Однако стоило ему упомянуть о войне с Турцией, которая рано или поздно должна быть продолжена, все эти молодые русские офицеры, как и он, думали об одном, представляли себе одну и ту же картину, один и тот же символ. Этот символ был врезан в их память, запечатлен в мозгу, в глазах, хотя они его никогда не видели.
Этот символ как завет оставил русской армии Петр Великий.
Он мерцал и тогда, когда о нем не говорили, за всеми этими кутежами гренадеров в Миргороде и Киеве в честь окончания маневров.

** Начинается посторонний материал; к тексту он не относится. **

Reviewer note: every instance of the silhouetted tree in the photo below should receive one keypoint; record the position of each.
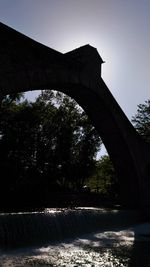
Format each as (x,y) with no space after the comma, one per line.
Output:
(50,141)
(141,120)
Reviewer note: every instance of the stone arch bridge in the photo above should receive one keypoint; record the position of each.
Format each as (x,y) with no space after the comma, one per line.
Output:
(28,65)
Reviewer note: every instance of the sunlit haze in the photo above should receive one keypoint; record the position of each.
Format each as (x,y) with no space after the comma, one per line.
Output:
(119,29)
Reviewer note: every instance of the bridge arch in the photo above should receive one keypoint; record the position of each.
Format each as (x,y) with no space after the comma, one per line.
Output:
(28,65)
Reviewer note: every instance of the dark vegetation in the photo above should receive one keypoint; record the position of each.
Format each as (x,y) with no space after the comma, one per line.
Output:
(48,155)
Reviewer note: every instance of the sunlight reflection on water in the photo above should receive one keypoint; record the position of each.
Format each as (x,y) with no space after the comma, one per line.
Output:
(110,248)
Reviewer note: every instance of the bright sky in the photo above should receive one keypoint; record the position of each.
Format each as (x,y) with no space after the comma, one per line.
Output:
(119,29)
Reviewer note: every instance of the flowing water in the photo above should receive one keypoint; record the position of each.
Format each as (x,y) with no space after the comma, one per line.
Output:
(81,237)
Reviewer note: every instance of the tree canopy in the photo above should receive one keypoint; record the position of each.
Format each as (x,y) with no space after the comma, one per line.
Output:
(45,144)
(141,120)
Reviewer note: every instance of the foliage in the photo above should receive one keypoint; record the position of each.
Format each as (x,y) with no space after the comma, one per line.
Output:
(141,120)
(45,143)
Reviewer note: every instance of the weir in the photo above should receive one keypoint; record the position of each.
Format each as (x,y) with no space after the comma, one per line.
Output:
(39,228)
(27,65)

Он светился в их сознании, как во мраке светится далекий вулкан. При одном упоминании о нем лица становились серьезными. В нем не было ни христианского, ни религиозного содержания, как позже, в конце XVIII века, полагали западные философы.
Это был символ, великий военный русский символ.
Крест на Айя-Софии!
XXVII
Павел Исакович у императрицы
Согласно записям инвалида при штаб-квартире бригадира Витковича Исакович после маневров в Миргороде числился инструктором полуроты киевских гренадеров, упражнявшихся в атаке под обстрелом противника.
Рота шла в атаку под огнем, останавливалась и давала залп, а справа и слева от нее две другие одновременно били по ней с флангов. Идея Костюрина заключалась в том, чтобы приучить пехоту под свист пуль вплотную подходить к противнику и завязывать штыковой бой.
Бибиков предложил Костюрину, чтобы маневр подразделений сопровождала его артиллерия и била через их головы до начала рукопашной.
То, что при стрельбе боевыми патронами будут жертвы, предвидели и Бибиков и Костюрин. Но считали это неизбежным. Человек учится, покуда жив.
Оба генерала внесли свое предложение на рассмотрение Коллегии.
Как раз в это время в штаб-квартире появился Вишневский. Он-то и посоветовал наряду с русскими инструкторами откомандировать офицера, прибывшего из Австрии, например капитана Исаковича. Он, дескать, знает его по Токаю. Капитан изучал в Австрии, как вести перекрестный огонь в крепости Грац.